Die Bavaria ist nicht besonders schnell. Es gibt in ihrer Klasse schneller Schiffe. Aber sie liegt gut auf ihrem Ruder und reagiert sehr schnell. Das liegt am tiefliegenden Ruder. Wie sie auf starke Krängung reagiert konnte ich nicht probieren. Sie hat eine relativ geringe Abdrift und ist nur wenig empfindlich auf Seitenwind. Im Hafen ist das ein echter Vorteil. Das Bugstrahlruder ist ein guter Helfer im Hafen wenn es dann doch mal nicht ganz reicht. Brauch man eigentlich aber nicht.

Bavaria 37 Cruiser – mein Fazit

Und was denke ich insgesamt die Bavaria 37. Sie ist ein leicht zu bedienendes Schiff. Perfekt für Segelausbildung und Anfänger oder Skipper mit überschaubarer Erfahrung. So war es eben auch möglich mit einem Segelnovizen Einhandwenden und -halsen zu üben.

Ich hätte das eine oder andere auf dem Schiff anders gemacht, andere Elektronik anders verbaut. Mein Schiff hätte ein rollengelagertes Lattengroß mit 2-fach Einleinenreff im Cockpit. Ich bin kein Fan der reinen Slooptackelung, mag ein gutes Bugspriet mit weiteren Anschlagpunkten. Aber das ist eine andere Geschichte.
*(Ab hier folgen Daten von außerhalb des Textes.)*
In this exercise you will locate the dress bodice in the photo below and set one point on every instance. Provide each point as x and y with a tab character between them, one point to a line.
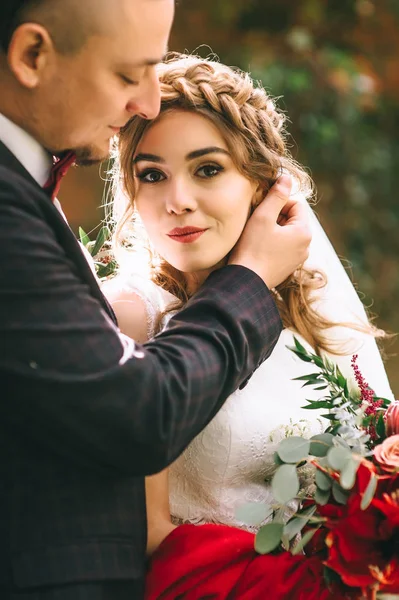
230	463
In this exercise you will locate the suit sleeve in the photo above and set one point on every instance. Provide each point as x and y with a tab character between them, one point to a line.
67	380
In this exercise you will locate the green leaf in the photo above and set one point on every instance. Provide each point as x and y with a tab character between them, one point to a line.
101	238
277	460
380	426
369	492
323	481
316	405
105	270
339	495
84	238
305	539
322	496
310	377
328	416
293	449
299	346
285	484
320	444
253	513
301	356
295	525
348	474
268	538
318	361
338	457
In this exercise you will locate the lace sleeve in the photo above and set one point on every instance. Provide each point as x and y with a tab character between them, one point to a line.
121	287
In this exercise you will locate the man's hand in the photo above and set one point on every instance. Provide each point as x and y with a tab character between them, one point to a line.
275	241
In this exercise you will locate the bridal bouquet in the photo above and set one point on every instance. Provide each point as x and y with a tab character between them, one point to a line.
352	520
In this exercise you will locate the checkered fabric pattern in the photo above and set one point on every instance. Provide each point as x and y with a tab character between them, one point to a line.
79	428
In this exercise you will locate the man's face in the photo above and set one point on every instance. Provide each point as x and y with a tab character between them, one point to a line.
85	98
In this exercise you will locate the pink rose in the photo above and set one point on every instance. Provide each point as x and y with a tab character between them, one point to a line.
387	454
391	418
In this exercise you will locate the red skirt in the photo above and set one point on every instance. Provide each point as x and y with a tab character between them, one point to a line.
216	562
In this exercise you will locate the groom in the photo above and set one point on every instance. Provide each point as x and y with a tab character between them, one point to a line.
86	413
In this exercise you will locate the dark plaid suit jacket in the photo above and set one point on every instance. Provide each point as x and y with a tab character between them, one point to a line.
79	429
Bavaria muss ihre Flotte modernisieren wenn sie nicht den Anschluss an die direkten Mitbewerber verlieren möchte. Ob es noch dazu kommt  hängt sicher davon ab ob ein neuer Investor gefunden wird. Bavaria muss genau darüber nachdenken ob man wirklich in die Luxusklasse segeln muss. Aus meiner Sicht sollte Bavaria lieber gute robuste Schiffe für einen breiten Markt bauen. Achtung Jeanneau, Beneteau, Dehler und Hanse segeln der Bavaria davon.